World Court rejects Marshall Islands' nuclear testing case

The Marshall Islands had argued that India, Pakistan and the UK was violating the the 1970 Treaty on the Nonproliferation of Nuclear Weapons by developing a new generation of "tactical" nuclear weapons.

 This US Navy handout image shows Baker, the second of the two atomic bomb tests, in which a 63-kiloton warhead was exploded 90 feet under water as part of Operation Crossroads, conducted at Bikini Atoll in July 1946
TRT World and Agencies

This US Navy handout image shows Baker, the second of the two atomic bomb tests, in which a 63-kiloton warhead was exploded 90 feet under water as part of Operation Crossroads, conducted at Bikini Atoll in July 1946

The International Court of Justice, also known as the World Court, ruled against three nuclear disarmament cases brought forward by the Marshall Islands on Wednesday against India, Pakistan and the United Kingdom.

After World War II, the waters around the Marshall Islands had been used as a site to conduct atomic-bomb tests. Experiments in the Bikini and Enewetak atolls particularly between 1946 and 1958 caused mass devastation in the area.

One witness, former Marshall Islands foreign minister Tony deBrum, in a court hearing in March said that he saw some of his country's islands "vaporised" by a US atomic-bomb test when he was 9-years-old.

AFP

Marshall Islanders from nuclear weapons test-damaged Rongelap Atoll march while holding banners marking the 60th anniversary of the Bravo hydrogen bomb test at Bikini Atoll, in Majuro, in March 2014

The case had originally been filed in 2014 against nine openly or presumed nuclear powers - the US, Russia, Britain, France, China, India, Pakistan, Israel and North Korea - but the cases against all but three were thrown out before they got to the preliminary stage of proceedings.

It argued that the nations were dodging restrictions on nuclear arms laid out by the 1970 Treaty on the Nonproliferation of Nuclear Weapons by developing a new generation of "tactical" nuclear weapons.

But the court has now ruled that the Marshall Islands had no case and that "consequently the court lacks jurisdiction" after Court President Ronny Abraham broke a deadlock between the sixteen judges involved in the cases.
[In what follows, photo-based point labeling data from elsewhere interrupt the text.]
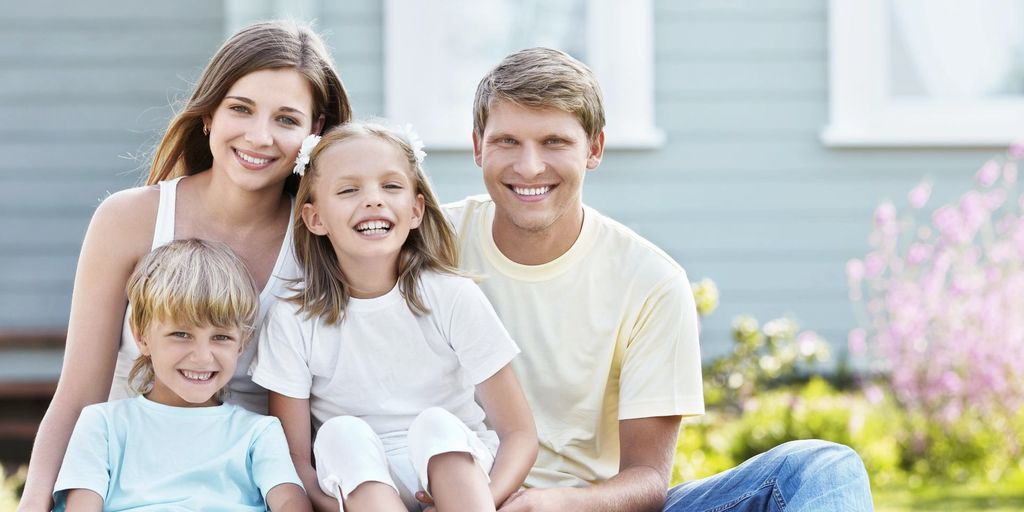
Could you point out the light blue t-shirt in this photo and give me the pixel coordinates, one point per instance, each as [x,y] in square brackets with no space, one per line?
[140,455]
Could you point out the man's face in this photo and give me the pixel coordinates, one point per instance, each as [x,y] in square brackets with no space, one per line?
[534,163]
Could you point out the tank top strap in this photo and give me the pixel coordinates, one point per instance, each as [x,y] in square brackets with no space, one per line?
[163,231]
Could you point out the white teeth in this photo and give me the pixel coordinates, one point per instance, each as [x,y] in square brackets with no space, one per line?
[530,190]
[373,226]
[197,376]
[252,160]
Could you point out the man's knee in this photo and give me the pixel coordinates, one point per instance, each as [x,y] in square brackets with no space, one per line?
[816,455]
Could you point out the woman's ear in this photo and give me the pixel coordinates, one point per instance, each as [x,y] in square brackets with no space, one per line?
[312,219]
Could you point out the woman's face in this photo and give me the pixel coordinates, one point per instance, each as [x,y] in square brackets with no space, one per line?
[256,131]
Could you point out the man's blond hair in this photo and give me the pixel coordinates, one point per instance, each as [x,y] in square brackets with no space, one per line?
[542,78]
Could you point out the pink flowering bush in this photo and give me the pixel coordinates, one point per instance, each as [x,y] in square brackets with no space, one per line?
[943,297]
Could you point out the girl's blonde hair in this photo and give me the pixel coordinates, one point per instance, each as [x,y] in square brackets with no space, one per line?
[325,292]
[190,283]
[269,45]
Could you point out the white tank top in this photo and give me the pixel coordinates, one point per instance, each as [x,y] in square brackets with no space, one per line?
[242,390]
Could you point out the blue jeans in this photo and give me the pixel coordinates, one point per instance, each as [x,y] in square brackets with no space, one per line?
[807,475]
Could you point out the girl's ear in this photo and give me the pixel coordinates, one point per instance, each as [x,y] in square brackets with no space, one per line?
[418,209]
[312,220]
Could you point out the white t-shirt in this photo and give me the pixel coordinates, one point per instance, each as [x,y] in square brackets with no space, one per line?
[608,332]
[384,364]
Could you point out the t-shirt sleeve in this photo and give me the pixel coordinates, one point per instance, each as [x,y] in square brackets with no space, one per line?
[271,464]
[282,361]
[86,463]
[660,374]
[479,339]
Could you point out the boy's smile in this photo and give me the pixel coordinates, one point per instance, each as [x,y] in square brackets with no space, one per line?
[190,364]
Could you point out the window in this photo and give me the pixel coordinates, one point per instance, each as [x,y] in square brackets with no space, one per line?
[912,73]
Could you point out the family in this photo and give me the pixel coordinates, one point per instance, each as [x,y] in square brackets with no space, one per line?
[286,317]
Phon van den Biesen, a Dutch lawyer representing the tiny Pacific Ocean nation's 53,000 people, slammed the court's decision.

"If the court keeps creating this sort of threshold, what is the court for?" he said. "It's a dispute that is clear to all of the world except for eight judges here."
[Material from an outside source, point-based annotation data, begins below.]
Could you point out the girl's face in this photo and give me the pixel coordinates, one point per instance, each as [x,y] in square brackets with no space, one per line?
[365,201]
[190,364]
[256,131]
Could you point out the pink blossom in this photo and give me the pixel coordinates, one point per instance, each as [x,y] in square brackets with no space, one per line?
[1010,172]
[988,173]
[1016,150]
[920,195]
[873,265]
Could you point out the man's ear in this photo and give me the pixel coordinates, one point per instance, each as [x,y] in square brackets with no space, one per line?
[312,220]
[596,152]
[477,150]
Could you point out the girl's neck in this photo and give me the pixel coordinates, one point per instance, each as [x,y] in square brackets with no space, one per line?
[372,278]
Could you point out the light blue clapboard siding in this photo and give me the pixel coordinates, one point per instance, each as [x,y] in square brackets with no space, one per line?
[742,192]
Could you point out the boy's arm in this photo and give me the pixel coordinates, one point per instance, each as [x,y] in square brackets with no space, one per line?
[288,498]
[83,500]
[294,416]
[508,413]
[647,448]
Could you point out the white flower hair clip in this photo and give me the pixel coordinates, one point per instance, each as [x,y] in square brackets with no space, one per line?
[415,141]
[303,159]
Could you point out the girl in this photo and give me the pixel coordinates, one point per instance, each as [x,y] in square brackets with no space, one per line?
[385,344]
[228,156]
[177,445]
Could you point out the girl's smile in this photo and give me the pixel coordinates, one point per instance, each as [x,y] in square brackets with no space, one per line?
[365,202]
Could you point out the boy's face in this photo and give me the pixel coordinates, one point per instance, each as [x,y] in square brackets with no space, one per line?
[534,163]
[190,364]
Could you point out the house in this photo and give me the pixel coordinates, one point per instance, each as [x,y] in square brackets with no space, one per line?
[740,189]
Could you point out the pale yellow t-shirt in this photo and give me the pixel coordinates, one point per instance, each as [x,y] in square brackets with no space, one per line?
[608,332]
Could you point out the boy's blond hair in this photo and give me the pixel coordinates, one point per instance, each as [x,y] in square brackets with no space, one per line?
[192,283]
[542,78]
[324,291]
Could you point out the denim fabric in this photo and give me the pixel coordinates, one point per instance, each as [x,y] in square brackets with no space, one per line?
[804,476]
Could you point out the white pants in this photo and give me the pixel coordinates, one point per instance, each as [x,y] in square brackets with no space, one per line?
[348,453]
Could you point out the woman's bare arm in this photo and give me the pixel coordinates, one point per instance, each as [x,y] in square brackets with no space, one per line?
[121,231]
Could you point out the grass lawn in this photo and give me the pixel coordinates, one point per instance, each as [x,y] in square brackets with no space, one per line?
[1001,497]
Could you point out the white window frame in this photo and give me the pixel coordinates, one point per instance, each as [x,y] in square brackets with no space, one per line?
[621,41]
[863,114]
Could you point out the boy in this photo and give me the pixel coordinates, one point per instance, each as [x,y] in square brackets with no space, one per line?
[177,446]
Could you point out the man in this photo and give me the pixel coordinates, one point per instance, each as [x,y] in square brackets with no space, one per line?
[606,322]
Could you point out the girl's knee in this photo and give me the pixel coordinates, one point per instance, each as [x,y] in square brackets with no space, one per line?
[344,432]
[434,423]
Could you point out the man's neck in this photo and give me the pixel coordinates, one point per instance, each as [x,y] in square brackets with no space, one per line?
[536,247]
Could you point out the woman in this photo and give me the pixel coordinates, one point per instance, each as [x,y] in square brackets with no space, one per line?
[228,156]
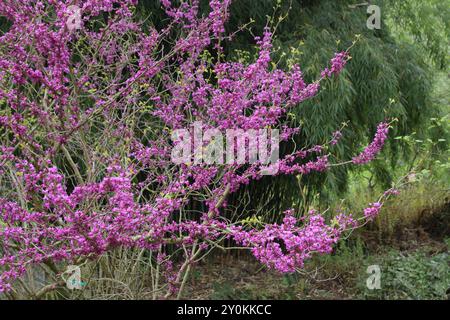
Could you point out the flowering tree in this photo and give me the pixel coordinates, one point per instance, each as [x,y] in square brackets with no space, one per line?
[89,101]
The court had previously issued a landmark advisory opinion in 1996 stating that using or threatening to use nuclear arms would "generally be contrary to" the laws of war and humanitarian law, while urging nations to pursue nuclear disarmament talks "in good faith."

But in the same advisory, opinion the court declared that it could not definitively rule on whether the threat or use of nuclear weapons would be legal "in an extreme circumstance of self-defence, in which the very survival of a state would be at stake."